Not irritation and gooeyness but rather sharp knife-like pain, intense sensitivity to light, and marked vision distortions. Costas looked far too comfortable, pinkness and all, to imagine he is suffering from anything as worrying as either of these diagnoses.

So given his sangfroid ‎it is likely that Mr. Costas has old-fashioned pinkeye. According to the CDC and most texts, conjunctivitis has three distinct causes.

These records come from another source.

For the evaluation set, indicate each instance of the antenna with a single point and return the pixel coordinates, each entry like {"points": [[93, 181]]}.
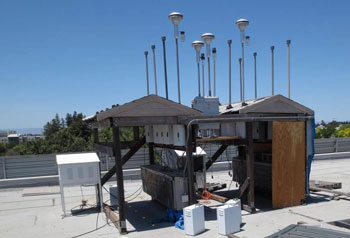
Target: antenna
{"points": [[229, 73], [198, 46], [255, 82], [240, 77], [242, 24], [214, 67], [146, 53], [208, 38], [288, 44], [203, 58], [273, 70], [154, 68], [165, 69], [175, 18]]}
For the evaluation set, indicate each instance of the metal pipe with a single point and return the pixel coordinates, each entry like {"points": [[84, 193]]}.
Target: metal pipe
{"points": [[273, 70], [229, 72], [199, 80], [214, 70], [255, 82], [203, 58], [146, 53], [178, 71], [154, 68], [165, 68], [240, 77], [209, 75], [242, 72], [288, 44]]}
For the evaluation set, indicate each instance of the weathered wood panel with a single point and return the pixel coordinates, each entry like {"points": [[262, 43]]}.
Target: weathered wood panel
{"points": [[288, 164]]}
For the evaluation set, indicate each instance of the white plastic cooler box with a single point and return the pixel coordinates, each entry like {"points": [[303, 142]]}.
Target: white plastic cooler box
{"points": [[194, 219], [229, 217]]}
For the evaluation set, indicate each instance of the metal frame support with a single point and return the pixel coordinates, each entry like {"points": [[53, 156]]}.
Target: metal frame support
{"points": [[250, 163], [189, 160], [120, 182]]}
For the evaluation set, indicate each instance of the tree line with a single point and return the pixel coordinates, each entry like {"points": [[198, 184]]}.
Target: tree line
{"points": [[332, 129], [63, 135]]}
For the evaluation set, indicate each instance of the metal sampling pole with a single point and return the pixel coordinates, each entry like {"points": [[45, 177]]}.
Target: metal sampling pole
{"points": [[255, 82], [229, 72], [203, 58], [242, 68], [273, 70], [165, 69], [154, 68], [214, 66], [240, 77], [288, 44], [146, 53]]}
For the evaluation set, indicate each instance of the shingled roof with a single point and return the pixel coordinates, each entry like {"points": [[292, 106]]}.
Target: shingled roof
{"points": [[276, 104], [148, 106]]}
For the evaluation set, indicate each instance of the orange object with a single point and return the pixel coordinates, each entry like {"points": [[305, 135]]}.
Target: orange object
{"points": [[206, 195]]}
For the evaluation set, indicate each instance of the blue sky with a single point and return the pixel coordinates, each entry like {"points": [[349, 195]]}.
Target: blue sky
{"points": [[63, 56]]}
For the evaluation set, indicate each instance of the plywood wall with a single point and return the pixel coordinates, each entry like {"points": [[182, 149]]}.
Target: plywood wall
{"points": [[288, 164]]}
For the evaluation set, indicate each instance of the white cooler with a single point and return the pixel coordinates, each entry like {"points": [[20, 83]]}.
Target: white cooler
{"points": [[194, 219], [229, 219]]}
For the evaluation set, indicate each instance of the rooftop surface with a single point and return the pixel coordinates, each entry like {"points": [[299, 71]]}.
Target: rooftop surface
{"points": [[36, 211]]}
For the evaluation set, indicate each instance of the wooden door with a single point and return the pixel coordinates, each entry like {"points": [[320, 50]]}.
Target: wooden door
{"points": [[288, 164]]}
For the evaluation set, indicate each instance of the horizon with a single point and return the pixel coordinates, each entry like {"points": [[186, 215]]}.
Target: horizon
{"points": [[84, 56]]}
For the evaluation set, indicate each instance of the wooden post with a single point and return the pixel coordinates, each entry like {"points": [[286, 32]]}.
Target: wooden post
{"points": [[190, 172], [120, 182], [136, 133], [151, 152], [97, 187], [250, 163]]}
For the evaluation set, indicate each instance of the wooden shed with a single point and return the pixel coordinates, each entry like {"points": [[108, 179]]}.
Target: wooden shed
{"points": [[273, 135]]}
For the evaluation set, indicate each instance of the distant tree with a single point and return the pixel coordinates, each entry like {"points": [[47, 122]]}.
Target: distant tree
{"points": [[3, 148], [344, 131], [71, 134], [54, 126]]}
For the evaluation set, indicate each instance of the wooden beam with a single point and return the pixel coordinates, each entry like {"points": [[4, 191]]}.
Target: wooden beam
{"points": [[125, 159], [101, 124], [100, 147], [263, 147], [244, 187], [174, 147], [248, 208], [112, 216], [220, 138], [217, 154], [250, 162], [136, 133], [151, 153], [120, 182], [316, 189]]}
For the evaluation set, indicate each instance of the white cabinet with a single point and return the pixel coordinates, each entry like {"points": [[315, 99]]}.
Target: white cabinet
{"points": [[240, 129], [228, 217], [179, 135], [78, 169], [194, 219]]}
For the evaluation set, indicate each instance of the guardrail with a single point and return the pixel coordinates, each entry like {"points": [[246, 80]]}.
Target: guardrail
{"points": [[332, 145], [22, 166], [45, 165]]}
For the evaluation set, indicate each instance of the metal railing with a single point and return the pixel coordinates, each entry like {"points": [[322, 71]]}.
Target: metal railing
{"points": [[45, 165]]}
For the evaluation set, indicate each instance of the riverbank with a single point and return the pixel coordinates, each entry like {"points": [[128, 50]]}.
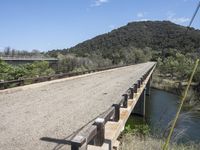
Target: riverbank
{"points": [[172, 85], [149, 134]]}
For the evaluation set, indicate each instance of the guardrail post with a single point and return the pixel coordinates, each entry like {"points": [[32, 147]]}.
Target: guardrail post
{"points": [[117, 112], [135, 87], [125, 103], [78, 143], [139, 83], [99, 139]]}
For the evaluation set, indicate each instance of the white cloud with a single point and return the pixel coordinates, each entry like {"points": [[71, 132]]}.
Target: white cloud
{"points": [[99, 2], [140, 15], [143, 19], [180, 20]]}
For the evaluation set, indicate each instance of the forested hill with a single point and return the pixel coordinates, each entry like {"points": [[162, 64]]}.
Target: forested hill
{"points": [[157, 35]]}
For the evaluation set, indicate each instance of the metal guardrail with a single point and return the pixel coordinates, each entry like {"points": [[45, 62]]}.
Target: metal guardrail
{"points": [[26, 81], [95, 133]]}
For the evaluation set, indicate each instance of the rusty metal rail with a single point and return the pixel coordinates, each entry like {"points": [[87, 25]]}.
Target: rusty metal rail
{"points": [[95, 133]]}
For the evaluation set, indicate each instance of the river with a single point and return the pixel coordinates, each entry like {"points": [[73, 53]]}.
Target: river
{"points": [[161, 108]]}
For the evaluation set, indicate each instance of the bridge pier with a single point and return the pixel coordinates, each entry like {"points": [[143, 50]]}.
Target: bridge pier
{"points": [[140, 105]]}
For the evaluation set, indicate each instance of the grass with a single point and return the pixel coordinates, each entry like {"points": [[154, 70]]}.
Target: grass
{"points": [[134, 142]]}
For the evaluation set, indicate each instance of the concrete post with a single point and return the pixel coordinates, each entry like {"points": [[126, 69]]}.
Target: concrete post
{"points": [[148, 86], [140, 105]]}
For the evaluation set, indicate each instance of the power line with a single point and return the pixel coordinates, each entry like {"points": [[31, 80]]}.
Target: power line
{"points": [[192, 19], [195, 13]]}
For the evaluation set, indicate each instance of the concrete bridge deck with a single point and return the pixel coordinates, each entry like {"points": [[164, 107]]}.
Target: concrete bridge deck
{"points": [[57, 108]]}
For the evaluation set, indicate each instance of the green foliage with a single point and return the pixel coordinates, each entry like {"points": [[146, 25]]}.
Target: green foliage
{"points": [[136, 127], [178, 66], [36, 69]]}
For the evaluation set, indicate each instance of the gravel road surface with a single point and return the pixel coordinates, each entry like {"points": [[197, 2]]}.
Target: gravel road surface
{"points": [[57, 109]]}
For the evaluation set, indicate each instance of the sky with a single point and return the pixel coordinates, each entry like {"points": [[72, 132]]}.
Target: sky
{"points": [[57, 24]]}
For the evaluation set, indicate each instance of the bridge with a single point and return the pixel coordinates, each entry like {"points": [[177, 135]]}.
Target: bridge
{"points": [[81, 112], [23, 60]]}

Two are infectious: these include viral causes, often due to adenovirus, which has no treatment other waiting it out and avoiding friends, and bacterial causes for which specific antibiotics are effective.

Viral causes made a recent appearance on the pop-radar with promotion of the hoax about oculolinctus (or “worming”), allegedly caused by kids in Japan who were sticking their tongues into each others’ eyeballs for some sort of erotic lift. But like so much of what is e-viral, there was nothing medically viral that was credible in the story.

Bacterial pathogens include gonorrhea (yes) which can cause blindness in a matter of hours, and chlamydia. Chlamydia globally remains a major cause of blindness; it occurs slowly over a decade or two as the low-grade infection and subsequent inflammation worsens ever so gradually. The mandate to place eyedrops (once silver-based drops but now simpler and cheaper antibiotics) into newborn babies’ eyes has made the disease vanish in the US but not elsewhere.

In addition to these infectious causes, conjunctivitis may occur from allergies—both allergies to various pollens afloat in the air or from chemicals (like eyedrops) that are placed into the eye. Usually time and more time will clear this up, though once in a while, a person may require some steroid drops. And someone may start with a simple viral cause, get drops that are themselves irritating, and end up with a chemical conjunctivitis on top of an infectious one. Pity the poor ophthalmologist—there is no way clinically to distinguish among all the different causes, though in general when there’s real crust in the eye in the morning (not a speck or two but a gross-out amount), we typically give antibiotic drops.

As to Bob Costas’ Olympic future—well he may be sidelined for a bit and miss the remainder of the XXIInd Winter Olympiad at Sochi (motto: Hot. Cool. Yours; mascots: polar bear, leopard, hare, one creepier than the next).

Ah well, with all of the build-up regarding a burgeoning retro-Soviet contempt for the West including possible terrorist threats, boycotts, and hostile soldiers rounding up stray dogs, it is assuring that the story of the Olympics is not pinkos at all but rather a simple case of mild pinkeye.